The exhibition includes new work and some older pieces.
Topographies is the first major exhibition of
Wafer's work in Cape Town. The exhibition includes new work
and some older pieces. The title Topographies
derives from the landscape motifs which run through most of
the work on exhibition. While the landscape has been
represented more obviously in photographic pieces, either
close ups of the ground, stones or in images made from
aerial photographs the more abstract sculptures can also be
read as alluding to land or landscape. Most of the work is
simple in composition and generally regular and symmetrical
in form which reduces the amount of incident and emphasises
inwardness and quietness The repetitive marking of the
surfaces or the repetition of similar images in a series
relates to a growing interest in musical rhythm, more
specifically the kind of repetition of simple motif found
in, for example, Zulu walking songs or in some contemporary
"minimalist" art music. So while Topographies
relates to landscape it also relates in a more metaphorical
way to things being marked or measured, a way of trying to
find the measure of ones place in the world.
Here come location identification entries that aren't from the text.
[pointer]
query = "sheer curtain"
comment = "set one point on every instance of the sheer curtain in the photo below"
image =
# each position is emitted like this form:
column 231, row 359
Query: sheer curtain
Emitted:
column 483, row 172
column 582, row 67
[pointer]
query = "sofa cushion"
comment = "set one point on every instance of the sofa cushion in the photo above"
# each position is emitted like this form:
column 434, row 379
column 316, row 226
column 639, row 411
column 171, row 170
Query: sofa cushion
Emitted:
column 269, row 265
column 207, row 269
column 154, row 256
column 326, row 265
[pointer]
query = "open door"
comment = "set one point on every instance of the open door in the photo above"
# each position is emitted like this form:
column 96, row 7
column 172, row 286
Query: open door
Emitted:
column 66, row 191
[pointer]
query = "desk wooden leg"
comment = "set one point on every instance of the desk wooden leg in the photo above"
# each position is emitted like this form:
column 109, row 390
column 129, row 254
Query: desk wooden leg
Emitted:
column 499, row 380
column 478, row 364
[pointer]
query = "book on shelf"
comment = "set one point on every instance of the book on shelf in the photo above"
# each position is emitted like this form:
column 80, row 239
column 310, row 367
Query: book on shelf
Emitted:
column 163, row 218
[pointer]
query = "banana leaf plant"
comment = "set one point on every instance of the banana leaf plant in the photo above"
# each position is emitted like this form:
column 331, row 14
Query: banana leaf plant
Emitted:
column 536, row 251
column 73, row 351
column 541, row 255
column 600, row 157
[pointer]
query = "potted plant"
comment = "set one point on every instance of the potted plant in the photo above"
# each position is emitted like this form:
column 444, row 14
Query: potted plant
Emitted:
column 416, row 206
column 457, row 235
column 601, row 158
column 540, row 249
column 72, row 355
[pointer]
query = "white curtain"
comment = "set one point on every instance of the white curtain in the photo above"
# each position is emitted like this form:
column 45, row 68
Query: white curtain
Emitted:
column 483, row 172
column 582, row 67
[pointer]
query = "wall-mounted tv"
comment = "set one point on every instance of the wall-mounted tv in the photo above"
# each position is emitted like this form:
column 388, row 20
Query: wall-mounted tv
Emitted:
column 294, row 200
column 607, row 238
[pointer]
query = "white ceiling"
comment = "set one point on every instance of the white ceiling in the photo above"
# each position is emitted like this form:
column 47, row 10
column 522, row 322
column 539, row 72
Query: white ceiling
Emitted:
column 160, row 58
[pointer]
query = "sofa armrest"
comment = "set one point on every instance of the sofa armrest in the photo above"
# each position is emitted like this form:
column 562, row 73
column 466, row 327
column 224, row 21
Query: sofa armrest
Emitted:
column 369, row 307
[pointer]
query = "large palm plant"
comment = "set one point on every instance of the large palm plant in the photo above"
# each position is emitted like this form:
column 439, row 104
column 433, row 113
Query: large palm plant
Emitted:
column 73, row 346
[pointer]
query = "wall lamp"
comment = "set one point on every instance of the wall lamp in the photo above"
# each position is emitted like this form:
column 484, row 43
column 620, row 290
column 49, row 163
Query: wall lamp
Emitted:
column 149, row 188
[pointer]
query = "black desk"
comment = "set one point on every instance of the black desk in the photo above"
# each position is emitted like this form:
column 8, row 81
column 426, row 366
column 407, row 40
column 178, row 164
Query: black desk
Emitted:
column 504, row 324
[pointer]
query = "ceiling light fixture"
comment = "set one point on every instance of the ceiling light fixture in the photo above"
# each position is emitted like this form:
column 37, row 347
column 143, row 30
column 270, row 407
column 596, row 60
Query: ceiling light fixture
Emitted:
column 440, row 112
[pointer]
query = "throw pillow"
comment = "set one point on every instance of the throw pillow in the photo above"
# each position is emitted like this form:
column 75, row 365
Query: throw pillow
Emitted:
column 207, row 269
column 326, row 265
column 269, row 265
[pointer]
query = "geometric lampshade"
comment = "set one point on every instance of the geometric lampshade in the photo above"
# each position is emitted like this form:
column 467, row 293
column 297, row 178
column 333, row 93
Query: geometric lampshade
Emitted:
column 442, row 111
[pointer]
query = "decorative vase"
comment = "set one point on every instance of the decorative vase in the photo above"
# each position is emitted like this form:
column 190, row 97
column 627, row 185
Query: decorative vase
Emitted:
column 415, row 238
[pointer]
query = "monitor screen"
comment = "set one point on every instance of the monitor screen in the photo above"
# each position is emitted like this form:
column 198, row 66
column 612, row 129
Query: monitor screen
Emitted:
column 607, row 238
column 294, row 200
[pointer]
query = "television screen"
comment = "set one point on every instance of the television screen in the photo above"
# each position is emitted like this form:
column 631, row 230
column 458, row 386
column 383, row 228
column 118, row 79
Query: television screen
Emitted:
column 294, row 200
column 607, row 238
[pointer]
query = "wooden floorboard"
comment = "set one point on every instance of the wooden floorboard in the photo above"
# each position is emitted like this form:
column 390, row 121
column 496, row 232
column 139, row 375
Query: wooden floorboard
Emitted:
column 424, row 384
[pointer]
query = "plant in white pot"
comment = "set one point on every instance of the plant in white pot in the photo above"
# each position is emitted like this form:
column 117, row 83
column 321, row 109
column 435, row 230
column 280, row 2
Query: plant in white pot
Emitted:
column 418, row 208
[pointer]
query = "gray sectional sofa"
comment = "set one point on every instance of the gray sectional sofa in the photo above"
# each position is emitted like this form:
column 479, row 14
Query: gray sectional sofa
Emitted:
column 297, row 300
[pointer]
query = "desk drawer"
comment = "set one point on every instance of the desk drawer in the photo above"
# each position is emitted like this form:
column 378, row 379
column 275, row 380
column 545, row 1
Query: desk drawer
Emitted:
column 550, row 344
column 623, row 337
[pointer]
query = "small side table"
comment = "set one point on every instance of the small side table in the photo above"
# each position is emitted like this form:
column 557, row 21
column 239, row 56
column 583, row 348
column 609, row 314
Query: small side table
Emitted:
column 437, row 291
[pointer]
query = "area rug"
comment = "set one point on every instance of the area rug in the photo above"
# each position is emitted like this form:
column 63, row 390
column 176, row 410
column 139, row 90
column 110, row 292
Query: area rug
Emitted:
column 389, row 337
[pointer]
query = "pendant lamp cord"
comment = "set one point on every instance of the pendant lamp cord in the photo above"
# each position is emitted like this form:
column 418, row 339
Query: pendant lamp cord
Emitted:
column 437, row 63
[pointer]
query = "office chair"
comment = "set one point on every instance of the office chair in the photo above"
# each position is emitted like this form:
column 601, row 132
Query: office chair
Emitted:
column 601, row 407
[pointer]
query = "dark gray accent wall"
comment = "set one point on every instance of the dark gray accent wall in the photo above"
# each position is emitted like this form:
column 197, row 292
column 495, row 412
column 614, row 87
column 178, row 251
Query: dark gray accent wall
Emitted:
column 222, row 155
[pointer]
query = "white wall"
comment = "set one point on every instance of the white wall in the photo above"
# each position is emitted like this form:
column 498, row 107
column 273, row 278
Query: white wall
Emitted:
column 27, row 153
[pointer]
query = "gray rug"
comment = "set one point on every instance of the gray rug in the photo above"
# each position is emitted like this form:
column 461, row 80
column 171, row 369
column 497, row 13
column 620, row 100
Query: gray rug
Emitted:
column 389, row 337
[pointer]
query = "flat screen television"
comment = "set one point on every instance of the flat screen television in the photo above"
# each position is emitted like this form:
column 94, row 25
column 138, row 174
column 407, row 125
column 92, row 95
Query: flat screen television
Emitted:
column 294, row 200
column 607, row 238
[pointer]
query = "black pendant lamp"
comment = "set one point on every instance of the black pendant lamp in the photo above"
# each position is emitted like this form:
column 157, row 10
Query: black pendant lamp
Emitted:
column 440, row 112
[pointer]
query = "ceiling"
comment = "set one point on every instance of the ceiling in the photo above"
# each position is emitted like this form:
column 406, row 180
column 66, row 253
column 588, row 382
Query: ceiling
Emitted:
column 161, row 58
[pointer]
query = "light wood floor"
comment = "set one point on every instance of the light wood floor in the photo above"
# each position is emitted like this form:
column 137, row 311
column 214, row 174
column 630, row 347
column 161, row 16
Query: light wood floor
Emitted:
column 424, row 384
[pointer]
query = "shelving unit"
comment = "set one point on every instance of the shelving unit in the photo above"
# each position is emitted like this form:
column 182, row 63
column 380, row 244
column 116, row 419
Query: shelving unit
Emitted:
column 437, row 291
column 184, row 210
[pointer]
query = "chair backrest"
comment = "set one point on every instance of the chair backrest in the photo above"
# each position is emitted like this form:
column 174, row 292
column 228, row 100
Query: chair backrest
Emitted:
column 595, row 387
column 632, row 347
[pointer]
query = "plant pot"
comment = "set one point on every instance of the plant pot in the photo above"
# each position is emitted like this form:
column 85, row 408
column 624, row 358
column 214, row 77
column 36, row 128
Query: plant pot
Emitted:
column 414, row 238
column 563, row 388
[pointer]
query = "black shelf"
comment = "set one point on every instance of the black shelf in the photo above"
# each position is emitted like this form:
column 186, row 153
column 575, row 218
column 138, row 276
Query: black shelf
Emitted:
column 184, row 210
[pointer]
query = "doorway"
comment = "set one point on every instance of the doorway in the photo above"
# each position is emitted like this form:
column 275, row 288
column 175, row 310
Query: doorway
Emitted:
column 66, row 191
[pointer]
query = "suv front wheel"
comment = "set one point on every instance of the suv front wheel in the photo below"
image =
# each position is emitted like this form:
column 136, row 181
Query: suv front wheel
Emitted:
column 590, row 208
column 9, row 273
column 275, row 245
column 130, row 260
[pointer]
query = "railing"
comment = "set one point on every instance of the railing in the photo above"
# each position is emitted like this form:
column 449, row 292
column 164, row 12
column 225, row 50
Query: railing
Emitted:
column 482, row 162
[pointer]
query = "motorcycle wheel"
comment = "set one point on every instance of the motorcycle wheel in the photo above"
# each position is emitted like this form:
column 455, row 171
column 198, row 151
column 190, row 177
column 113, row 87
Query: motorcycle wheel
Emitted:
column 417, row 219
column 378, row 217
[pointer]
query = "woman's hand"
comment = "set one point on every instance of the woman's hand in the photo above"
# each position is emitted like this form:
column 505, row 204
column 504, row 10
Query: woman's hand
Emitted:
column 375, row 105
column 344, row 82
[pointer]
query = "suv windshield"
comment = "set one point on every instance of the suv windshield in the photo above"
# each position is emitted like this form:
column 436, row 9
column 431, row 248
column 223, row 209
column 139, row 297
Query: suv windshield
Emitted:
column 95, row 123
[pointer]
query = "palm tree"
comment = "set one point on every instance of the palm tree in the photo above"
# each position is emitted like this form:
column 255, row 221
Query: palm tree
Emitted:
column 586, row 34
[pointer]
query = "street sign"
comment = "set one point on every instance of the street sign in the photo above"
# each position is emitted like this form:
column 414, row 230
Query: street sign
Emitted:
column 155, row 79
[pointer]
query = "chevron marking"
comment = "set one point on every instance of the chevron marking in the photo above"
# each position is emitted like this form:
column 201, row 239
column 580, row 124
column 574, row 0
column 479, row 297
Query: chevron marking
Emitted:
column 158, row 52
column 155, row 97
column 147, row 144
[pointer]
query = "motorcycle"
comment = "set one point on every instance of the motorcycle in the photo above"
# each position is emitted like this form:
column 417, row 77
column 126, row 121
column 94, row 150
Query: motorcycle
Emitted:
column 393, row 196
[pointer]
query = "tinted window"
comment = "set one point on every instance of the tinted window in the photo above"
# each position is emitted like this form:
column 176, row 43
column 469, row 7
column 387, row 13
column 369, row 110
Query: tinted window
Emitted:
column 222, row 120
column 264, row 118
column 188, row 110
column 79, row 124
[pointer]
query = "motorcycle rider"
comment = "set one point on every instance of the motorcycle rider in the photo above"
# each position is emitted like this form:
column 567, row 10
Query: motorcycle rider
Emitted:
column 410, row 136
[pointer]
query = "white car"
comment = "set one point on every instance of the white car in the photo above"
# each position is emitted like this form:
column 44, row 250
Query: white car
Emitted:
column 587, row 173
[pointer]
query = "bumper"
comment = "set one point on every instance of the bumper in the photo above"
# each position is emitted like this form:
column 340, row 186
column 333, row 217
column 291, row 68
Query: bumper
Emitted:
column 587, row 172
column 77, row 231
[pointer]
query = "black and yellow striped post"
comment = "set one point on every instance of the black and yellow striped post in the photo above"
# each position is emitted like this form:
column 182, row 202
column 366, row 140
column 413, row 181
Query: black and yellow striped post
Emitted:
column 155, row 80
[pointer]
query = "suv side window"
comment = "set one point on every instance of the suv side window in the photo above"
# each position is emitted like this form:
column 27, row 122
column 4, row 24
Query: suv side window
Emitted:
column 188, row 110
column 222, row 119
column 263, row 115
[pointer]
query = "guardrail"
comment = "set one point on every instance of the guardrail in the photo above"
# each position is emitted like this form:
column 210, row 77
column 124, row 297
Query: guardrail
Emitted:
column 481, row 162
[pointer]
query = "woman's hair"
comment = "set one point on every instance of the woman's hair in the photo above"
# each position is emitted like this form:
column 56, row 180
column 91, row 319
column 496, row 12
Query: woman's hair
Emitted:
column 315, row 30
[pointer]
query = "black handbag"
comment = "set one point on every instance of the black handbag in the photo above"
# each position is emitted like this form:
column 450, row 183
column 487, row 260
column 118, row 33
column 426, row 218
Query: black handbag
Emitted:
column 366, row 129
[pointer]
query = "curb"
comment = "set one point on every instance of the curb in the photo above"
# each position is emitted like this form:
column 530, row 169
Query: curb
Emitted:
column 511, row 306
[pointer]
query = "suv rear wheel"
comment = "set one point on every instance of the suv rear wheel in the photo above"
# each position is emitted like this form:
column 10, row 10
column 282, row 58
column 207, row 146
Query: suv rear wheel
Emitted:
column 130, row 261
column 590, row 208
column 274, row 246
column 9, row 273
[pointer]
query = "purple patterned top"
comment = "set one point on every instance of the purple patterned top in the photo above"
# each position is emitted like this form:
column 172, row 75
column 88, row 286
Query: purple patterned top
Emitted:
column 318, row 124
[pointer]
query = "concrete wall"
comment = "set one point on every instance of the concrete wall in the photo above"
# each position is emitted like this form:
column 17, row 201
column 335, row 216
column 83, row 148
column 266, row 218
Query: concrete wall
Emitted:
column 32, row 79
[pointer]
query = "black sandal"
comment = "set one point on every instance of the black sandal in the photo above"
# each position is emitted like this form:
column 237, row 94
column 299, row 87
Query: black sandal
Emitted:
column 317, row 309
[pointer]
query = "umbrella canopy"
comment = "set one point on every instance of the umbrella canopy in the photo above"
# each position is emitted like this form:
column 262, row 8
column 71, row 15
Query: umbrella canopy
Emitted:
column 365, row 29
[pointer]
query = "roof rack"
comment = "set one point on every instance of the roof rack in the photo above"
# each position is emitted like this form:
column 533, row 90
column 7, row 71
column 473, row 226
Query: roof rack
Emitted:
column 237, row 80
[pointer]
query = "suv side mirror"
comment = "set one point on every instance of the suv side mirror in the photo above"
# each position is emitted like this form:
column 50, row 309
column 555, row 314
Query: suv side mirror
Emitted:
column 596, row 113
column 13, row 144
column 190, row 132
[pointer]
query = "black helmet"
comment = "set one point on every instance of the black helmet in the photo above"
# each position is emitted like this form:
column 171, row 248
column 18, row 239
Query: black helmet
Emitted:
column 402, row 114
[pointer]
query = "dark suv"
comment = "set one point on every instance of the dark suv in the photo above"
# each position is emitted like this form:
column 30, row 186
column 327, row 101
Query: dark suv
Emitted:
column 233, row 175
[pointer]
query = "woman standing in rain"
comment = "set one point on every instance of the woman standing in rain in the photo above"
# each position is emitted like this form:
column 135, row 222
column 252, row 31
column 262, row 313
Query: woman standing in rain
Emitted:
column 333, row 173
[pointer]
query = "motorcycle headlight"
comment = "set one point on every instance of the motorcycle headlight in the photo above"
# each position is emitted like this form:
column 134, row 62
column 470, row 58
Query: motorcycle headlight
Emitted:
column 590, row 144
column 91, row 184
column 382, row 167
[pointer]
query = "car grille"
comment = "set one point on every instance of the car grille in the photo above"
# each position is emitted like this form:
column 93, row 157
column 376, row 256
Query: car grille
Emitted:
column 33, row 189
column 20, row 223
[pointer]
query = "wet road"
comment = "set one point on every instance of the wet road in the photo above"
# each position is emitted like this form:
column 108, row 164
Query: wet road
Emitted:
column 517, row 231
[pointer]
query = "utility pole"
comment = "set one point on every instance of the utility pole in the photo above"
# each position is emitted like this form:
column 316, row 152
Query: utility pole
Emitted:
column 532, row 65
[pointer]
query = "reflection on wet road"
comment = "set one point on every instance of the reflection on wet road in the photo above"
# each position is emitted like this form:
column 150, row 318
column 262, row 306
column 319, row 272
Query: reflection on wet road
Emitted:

Jeremy Wafer was born in 1953. He has a Masters degree in
fine art from the University of the Witwatersrand and a
career in academia which spans 20 years. After teaching for
many years at the Natal Technikon, Jeremy Wafer recently
took up the position of Head of the Department of Fine Art
at the Witwatersrand Technikon in Johannesburg where he
lives with his wife Colleen and his two children.
Recent commissions include the design of a Memorial Wall
for the Gugu Dlamini Park in central Durban, and sculptures
for the new Arabella Sheraton Grand Hotel in Cape Town.